Saturday, September 13, 2008

The Underexposed City 2

Upon reading Henri Lefebvre's chapter on "Spatial Architectonics" in his book, The Production of Space, it becomes clear that architecture has been mistaken for a visual system of objective containment. Or, that architecture somehow exists in an objective realm that transcends coding. Architecture is more accurately the subjective sequencing of boundaries. Its importance lies not merely in how it shelters and protects from the elements but in how it communicates inward and outward thresholds, transitions, changes in physical, psychological, intellectual and spiritual states.
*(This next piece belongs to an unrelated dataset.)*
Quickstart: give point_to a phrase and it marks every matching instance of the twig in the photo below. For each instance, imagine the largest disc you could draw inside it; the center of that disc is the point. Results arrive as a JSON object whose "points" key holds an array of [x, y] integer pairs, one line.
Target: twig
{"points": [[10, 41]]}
Architecture is therefore a transformative orchestration of boundary maintenance or transgression for very specific and culturally-defined subjectivities.

As Lefebvre notes, monuments are distinct from mere buildings. because they represent the nodes, or the "strong points" in the web of meaning--or as he relates monuments to music, they possess a "horizon of meaning." They stand out in the fields; they are the significant knots in the fabric.

In reference to Beijing, the monuments are perhaps not what they appear to be. Rather, those buildings designated as monuments may in fact not perform as true monuments in all senses. They may serve as such in the visual realm or in the realm of spatio-historical tourism, but in terms of new cultural forms they are merely buildings. Where, then, are the true monuments of present-day Beijing?